4. Player vs. Player (PvP) The setting relies on paranoia. "Trust is the most expensive currency."
- The Discussion: Are players allowed to betray each other? Or is the "Cell" sacrosanct?
- Recommended: The characters can mistrust each other, but the players must cooperate. No stealing from or killing party members without out-of-character consent.
VIII. PC Gen
How to
IX. Lingo of the Setting
When the walls have ears and the air itself swallows magic, words become weapons.

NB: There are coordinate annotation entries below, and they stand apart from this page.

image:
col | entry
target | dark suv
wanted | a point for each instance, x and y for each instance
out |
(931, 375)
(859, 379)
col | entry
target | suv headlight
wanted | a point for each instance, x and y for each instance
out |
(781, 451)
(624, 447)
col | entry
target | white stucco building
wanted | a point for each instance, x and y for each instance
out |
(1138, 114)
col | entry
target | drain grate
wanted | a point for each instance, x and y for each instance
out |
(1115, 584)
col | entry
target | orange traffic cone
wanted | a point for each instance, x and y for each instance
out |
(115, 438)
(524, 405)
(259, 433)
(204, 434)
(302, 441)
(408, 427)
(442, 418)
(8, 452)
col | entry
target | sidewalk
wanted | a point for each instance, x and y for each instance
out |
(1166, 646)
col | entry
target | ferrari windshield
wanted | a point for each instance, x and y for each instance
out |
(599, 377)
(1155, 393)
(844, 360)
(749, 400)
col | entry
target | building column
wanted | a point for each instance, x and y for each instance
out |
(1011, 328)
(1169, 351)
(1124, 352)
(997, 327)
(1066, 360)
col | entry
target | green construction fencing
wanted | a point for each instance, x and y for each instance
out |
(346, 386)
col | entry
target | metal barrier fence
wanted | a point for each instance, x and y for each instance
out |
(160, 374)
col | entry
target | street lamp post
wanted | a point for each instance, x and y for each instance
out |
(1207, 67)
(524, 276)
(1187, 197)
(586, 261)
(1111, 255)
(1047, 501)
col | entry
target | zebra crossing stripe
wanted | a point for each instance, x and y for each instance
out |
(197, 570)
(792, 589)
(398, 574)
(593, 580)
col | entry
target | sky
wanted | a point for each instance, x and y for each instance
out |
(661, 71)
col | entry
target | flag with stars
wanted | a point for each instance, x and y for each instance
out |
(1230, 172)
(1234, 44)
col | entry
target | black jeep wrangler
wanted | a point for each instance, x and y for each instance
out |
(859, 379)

To sound like a local, you need to know how to speak in the shadows.
X. Collabtion Questions of the Setting
A party formed in a tavern is a cliché. A cell formed by necessity is a bond. Let’s establish the threads that tie you to the world, and to the dead man who brought you here.
Please answer these for your character:
- The Debt: The Clerk saved your skin once. What did he do for you that made you answer his call today?
- The Contraband: You possess a piece of "Old Republic" (Eaernthil) contraband that would get you arrested immediately. Is it a book? A flag? A medal? A forbidden religious icon?
- The Adaptation: The Static affects everyone differently. How do you cope with the noise? Do you drink? Meditate? Or do you hear voices in it?